Alternative Approaches To Educational Leadership
Even recently, men sustain their dominance in the field of public education and women remain underrepresented in school administration despite their numbers in teaching and in school leadership preparation programs. Thus men define what it means to manage and lead schools and school systems. Their assumptions, beliefs, and values constitute that which has been held as natural and normative.
This is not to say that women have not voiced their ideas and opinions about establishing and managing educational organizations. The voices of women, however, have been sporadic. With the civil rights and feminist movements begun in the 1960s through the present, women and minorities have increasingly assumed leadership positions, thus gaining greater access to previously male-dominated arenas. By integrating into school administration, women and minorities have brought alternative approaches to educational leadership, and have recast the meaning of management and leadership for all aspirants.
My aim in this paper is to support the recasting of traditionally held notions of educational management, beginning with the premise that these meanings are male-engendered constructions. Rather, my objective is to craft an alternative device for probing the notion of educational management as gendered.

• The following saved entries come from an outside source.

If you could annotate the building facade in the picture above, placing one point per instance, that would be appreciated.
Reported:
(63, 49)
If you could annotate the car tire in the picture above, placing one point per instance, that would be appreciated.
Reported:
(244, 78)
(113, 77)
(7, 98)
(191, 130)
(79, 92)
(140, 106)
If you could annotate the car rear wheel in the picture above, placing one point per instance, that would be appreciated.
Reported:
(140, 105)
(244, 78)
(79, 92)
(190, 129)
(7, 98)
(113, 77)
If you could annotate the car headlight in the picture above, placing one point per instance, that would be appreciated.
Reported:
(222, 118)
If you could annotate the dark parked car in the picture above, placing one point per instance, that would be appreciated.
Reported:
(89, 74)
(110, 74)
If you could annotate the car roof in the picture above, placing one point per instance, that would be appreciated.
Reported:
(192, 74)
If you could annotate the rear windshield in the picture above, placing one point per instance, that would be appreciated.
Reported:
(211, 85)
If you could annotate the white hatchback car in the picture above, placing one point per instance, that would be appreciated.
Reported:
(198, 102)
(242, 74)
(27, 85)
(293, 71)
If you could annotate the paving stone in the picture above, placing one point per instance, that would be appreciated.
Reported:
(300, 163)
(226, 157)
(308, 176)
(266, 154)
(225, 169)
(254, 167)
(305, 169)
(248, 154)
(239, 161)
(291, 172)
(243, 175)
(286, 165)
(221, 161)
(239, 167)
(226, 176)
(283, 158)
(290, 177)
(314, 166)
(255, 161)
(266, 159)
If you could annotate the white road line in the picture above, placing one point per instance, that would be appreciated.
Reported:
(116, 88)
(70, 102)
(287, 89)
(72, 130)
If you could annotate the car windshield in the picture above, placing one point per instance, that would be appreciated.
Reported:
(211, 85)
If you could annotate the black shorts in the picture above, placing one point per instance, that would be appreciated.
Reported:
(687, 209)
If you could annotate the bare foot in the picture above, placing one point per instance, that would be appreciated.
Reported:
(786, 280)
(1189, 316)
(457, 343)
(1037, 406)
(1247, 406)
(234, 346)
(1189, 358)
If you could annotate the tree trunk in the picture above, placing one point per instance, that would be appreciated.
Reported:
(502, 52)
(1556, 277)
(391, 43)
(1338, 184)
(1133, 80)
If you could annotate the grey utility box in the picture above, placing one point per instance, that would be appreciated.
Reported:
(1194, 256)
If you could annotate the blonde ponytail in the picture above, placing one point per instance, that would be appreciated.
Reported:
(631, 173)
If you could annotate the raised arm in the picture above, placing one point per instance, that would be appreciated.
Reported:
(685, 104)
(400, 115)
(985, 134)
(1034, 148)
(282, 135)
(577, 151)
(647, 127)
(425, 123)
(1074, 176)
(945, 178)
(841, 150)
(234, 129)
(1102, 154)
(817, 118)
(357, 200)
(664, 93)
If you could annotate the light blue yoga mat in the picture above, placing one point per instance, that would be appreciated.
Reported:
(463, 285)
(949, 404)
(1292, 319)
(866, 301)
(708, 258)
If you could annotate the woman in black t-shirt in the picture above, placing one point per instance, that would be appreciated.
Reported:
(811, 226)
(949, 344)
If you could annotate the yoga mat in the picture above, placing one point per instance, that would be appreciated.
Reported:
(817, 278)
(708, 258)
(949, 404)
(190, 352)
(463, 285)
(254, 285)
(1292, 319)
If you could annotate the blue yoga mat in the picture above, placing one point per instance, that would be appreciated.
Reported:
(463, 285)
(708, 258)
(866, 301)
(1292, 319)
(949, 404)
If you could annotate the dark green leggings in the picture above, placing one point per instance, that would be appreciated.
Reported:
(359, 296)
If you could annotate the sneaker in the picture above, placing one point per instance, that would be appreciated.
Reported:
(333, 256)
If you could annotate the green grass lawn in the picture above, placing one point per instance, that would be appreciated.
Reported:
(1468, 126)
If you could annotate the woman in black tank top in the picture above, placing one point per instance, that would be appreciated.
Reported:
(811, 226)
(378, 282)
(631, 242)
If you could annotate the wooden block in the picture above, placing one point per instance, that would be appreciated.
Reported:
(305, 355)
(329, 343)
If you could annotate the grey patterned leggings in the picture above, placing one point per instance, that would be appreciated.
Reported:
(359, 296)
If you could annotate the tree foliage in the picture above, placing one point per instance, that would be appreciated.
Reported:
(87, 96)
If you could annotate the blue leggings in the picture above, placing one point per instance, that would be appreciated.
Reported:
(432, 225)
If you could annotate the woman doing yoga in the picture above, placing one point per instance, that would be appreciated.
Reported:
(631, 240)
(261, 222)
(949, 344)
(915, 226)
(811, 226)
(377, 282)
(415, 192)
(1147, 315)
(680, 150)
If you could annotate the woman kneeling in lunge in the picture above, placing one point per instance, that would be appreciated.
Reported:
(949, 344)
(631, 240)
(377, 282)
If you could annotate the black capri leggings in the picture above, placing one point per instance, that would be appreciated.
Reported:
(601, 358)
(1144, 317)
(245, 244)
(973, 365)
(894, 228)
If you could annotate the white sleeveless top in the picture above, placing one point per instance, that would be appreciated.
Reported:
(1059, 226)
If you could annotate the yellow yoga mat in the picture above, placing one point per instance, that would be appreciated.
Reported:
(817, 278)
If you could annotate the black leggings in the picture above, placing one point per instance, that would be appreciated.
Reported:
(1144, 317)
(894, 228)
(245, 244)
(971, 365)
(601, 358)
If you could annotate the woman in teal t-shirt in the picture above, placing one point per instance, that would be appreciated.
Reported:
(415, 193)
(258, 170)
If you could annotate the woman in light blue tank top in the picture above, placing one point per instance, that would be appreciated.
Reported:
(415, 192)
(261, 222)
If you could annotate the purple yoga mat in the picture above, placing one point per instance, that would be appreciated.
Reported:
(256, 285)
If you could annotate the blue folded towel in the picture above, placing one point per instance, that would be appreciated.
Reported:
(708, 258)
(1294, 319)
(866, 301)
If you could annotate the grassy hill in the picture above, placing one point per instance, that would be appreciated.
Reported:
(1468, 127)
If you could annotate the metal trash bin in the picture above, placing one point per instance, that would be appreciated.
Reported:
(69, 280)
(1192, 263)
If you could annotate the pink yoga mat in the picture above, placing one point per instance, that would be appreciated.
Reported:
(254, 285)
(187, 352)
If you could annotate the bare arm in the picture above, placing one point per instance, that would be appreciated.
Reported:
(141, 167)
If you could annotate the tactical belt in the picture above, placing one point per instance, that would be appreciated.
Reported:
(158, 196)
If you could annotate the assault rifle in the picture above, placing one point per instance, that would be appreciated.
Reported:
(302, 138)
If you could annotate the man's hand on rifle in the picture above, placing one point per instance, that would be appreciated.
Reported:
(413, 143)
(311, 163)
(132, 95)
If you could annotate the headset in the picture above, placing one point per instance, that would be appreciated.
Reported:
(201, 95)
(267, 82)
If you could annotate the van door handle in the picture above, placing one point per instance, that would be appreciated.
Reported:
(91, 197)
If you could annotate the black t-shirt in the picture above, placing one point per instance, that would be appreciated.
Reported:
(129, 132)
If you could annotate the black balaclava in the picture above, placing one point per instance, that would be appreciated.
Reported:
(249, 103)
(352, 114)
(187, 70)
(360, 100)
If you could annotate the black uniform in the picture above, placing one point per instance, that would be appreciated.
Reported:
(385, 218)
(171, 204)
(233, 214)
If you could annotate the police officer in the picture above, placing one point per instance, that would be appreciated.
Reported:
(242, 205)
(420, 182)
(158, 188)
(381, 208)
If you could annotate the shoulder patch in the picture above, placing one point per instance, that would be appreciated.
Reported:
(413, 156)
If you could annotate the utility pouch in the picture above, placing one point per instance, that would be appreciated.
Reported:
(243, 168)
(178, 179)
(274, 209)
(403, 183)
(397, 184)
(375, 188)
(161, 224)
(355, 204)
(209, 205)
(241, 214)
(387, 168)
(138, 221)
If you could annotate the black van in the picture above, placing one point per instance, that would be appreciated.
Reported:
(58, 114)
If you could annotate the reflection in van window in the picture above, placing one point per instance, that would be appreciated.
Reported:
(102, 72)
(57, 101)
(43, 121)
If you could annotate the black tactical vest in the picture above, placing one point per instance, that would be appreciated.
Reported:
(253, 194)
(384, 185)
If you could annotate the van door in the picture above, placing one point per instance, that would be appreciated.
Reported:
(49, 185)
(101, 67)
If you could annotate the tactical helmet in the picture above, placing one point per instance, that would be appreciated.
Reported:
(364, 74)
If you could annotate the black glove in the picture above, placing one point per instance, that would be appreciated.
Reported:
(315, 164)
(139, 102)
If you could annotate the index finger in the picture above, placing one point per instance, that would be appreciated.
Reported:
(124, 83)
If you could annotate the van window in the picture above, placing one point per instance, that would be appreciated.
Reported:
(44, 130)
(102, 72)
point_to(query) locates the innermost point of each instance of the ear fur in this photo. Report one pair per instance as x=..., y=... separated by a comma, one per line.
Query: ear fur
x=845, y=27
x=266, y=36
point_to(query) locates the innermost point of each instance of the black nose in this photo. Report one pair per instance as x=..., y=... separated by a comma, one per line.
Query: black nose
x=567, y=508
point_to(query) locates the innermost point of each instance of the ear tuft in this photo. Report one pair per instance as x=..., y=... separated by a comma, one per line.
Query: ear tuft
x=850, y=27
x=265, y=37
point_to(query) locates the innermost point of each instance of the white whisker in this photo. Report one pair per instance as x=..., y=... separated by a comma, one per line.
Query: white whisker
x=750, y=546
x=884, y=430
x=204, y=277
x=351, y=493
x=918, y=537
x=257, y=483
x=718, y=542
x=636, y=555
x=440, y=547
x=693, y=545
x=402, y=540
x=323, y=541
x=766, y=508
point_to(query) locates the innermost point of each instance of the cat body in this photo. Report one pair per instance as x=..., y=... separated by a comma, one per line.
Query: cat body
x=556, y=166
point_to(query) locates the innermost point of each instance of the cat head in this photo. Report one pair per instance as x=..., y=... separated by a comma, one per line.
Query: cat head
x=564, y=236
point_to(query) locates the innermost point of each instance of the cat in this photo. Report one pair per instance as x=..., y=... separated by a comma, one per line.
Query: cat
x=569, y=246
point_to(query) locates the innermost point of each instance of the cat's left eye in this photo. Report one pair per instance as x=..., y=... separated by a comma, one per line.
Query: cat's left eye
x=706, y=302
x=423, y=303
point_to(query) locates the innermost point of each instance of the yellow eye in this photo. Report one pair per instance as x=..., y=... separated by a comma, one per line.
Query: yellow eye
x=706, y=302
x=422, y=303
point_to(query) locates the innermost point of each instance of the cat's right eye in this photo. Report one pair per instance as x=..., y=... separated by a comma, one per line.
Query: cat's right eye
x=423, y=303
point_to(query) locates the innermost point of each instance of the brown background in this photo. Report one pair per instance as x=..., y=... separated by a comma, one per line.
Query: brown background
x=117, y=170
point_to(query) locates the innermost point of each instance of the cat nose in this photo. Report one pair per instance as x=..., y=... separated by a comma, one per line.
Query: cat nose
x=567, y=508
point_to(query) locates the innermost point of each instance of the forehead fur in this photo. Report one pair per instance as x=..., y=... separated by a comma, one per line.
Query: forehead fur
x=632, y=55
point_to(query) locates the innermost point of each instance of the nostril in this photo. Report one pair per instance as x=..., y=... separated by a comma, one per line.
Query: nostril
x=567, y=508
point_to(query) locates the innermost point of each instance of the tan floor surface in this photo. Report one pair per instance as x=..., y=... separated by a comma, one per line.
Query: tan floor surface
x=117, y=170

To argue that management is a gendered construction is to posit that there is one gender – male or female – that defines and dominates the discourse in the field of study.
In the case of American management, three lines of argument demonstrate how that gender historically has been male. First, early management theories were developed primarily by men. The theory emphasized standardization, economic incentives, expertise in large organizations, time motion studies, worker productivity and concentrated on administrative management, proposing top down control through functions like planning, organizing, commanding, coordinating, and controlling.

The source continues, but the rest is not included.